En el complejo tablero de la geoeconomía actual, la ratificación y puesta en marcha de la modernización del Tratado de Libre Comercio entre México y la Unión Europea (TLCUEM) se presenta como uno de los hitos más determinantes para la política exterior y comercial mexicana.
Este acuerdo, que evoluciona tras más de dos décadas de vigencia del tratado original, no solo busca la liberalización arancelaria, sino que pretende establecer un marco de gobernanza corporativa, sostenibilidad y protección jurídica que responda a los desafíos productivos del año 2026.
La actualización del tratado trasciende la mera compraventa de mercancías tradicionales. Uno de los pilares más robustos de esta nueva etapa es la apertura casi total del sector agroalimentario, donde México posee una ventaja competitiva estructural. Sin embargo, el verdadero valor estratégico reside en la inclusión de servicios financieros, comercio digital y telecomunicaciones.

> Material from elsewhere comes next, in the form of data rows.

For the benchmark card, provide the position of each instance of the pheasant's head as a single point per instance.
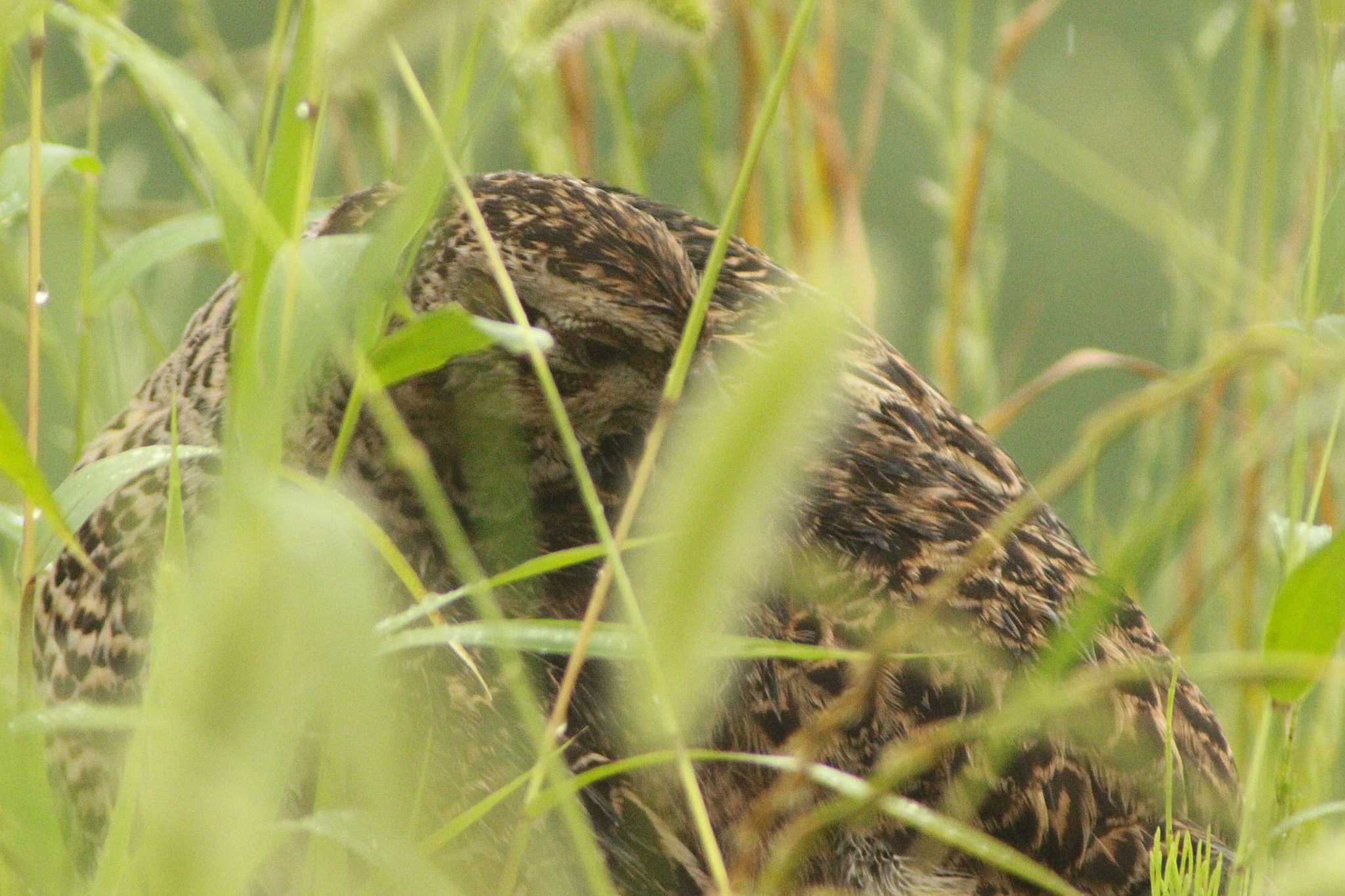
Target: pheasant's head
(608, 282)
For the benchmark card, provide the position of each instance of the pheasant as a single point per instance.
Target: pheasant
(903, 489)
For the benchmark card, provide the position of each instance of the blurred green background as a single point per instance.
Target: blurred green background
(1147, 88)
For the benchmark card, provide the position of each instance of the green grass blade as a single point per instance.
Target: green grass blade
(147, 250)
(430, 340)
(735, 465)
(85, 489)
(54, 160)
(198, 116)
(19, 467)
(1308, 616)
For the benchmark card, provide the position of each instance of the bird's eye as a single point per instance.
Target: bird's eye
(599, 352)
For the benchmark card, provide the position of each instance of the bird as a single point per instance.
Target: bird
(903, 490)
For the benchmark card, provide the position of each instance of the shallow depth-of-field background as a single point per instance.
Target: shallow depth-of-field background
(1115, 194)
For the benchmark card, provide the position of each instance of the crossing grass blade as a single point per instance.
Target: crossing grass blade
(1308, 616)
(54, 160)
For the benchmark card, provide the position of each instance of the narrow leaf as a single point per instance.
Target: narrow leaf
(1308, 616)
(611, 641)
(14, 174)
(730, 475)
(535, 28)
(147, 250)
(428, 341)
(197, 114)
(16, 464)
(85, 489)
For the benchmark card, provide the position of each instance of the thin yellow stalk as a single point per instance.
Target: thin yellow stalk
(89, 233)
(27, 551)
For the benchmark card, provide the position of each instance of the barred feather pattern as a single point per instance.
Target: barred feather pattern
(903, 490)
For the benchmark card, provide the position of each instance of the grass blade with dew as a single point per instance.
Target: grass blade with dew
(85, 489)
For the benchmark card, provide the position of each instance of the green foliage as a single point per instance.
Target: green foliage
(539, 27)
(1181, 867)
(84, 490)
(692, 581)
(54, 159)
(273, 639)
(1308, 617)
(431, 340)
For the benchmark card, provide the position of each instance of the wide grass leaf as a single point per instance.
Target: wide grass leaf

La Unión Europea, como bloque, representa el segundo mayor inversor extranjero en México. La modernización del tratado busca capitalizar esta relación mediante la simplificación de reglas de origen, permitiendo que las manufacturas mexicanas —particularmente en los sectores automotriz, aeroespacial y de dispositivos médicos— se integren de manera más profunda en las cadenas de valor europeas. Esto es fundamental para reducir la dependencia comercial respecto a Norteamérica y fortalecer la resiliencia económica nacional.